Coleção pessoal de audreyponganborteze
Querido J, é sexta-feira de tardezinha. Hoje depois da academia e de devolver algumas roupas em umas lojas, eu fui buscar a Aline na minha avó e minha dinda falou que te viu ontem passeando com seu cachorro. Ela me disse que sentiu vontade de ir lá te xingar no meio da rua. Imaginei como seria cômico minha dinda fazer esse escândalo no meio da rua e ri bastante com o pensamento. Então você geralmente passeia com seu cachorro final da tarde perto da minha avó? Bom, é meio óbvio que você passeie por lá, já que mora a duas quadras da casa da minha avó. Tenho que lembrar de ir na minha avó mais cedo para não ter o perigo de te encontrar por aí...Hoje tem janta na Lavine, mas estou com 0% de vontade de ir. Não sei porquê.

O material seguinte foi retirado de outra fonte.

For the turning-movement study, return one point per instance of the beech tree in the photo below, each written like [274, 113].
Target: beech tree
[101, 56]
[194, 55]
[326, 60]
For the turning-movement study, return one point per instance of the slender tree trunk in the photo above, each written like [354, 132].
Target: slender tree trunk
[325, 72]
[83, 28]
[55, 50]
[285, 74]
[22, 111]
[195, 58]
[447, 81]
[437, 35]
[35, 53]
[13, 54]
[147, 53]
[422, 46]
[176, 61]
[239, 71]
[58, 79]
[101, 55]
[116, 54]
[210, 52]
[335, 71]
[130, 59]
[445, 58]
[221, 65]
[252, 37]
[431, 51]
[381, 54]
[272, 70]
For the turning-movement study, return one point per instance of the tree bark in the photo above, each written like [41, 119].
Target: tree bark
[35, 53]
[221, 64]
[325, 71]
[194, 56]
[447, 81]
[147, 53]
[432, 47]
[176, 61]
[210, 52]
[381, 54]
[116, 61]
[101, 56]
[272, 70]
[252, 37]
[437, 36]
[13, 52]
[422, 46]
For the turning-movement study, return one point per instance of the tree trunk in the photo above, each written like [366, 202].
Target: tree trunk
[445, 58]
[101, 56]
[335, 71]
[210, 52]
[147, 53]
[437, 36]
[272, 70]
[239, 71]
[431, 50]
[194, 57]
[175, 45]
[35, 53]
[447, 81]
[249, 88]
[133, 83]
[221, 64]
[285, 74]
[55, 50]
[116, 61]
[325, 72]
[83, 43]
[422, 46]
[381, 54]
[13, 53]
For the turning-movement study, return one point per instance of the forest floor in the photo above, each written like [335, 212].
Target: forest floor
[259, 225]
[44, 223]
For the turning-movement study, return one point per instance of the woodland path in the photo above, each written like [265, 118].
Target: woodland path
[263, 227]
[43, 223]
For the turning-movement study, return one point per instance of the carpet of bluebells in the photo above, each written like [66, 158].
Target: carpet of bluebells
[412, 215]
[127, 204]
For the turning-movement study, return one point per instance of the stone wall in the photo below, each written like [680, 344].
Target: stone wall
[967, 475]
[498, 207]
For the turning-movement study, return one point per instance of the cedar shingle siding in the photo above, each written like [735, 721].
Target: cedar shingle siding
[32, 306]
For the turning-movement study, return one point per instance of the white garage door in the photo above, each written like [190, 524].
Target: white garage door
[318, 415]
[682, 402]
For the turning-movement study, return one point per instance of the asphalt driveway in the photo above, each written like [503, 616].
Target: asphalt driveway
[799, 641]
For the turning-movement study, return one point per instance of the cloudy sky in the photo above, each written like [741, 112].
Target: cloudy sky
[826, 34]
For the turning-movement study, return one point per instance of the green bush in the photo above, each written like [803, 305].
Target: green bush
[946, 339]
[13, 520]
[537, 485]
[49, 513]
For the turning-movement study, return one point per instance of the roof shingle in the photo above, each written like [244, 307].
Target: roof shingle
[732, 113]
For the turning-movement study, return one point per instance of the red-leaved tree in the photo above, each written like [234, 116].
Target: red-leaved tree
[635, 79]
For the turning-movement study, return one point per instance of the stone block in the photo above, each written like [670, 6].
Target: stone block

Não sei se depois que desisti de você fiquei nesse estado melancólico e se é por isso que não consigo me encaixar no grupo ou se é porque todos de repente estão se distanciando...Talvez a tristeza de ontem me impeça de sair. Não sei, não entendo mesmo porquê não quero sair. Amor, faz 40 dias que você quebrou meu coração daquela forma trágica! Acho que é isso, meu coração é pesado demais para jantas, festas e etc. Prefiro a reclusão. Amor, você me estragou para sempre, me deixou amarga! Eu que era tão doce...
-Annie.
O sol nascia e os galos cantavam ao longe um "cocoricó" digno de aplausos, como uma sinfonia em uma orquestra às seis da manhã de um sábado. O dia nascia, eu tinha passado a noite em claro, no entanto, nunca estive tão acordada em toda minha vida e isso me chegava à consciência de um modo doce e misterioso. Sentei no sofá e fiquei olhando as flores do Ipê caírem e de repente percebi como o perfume dele ainda estava impregnado em minha pele e ele era como o paraíso, tanto que se me concentrasse até ouvia "The Cure" cantando: " You, soft and only, you lost and lonely, you, just like heaven"...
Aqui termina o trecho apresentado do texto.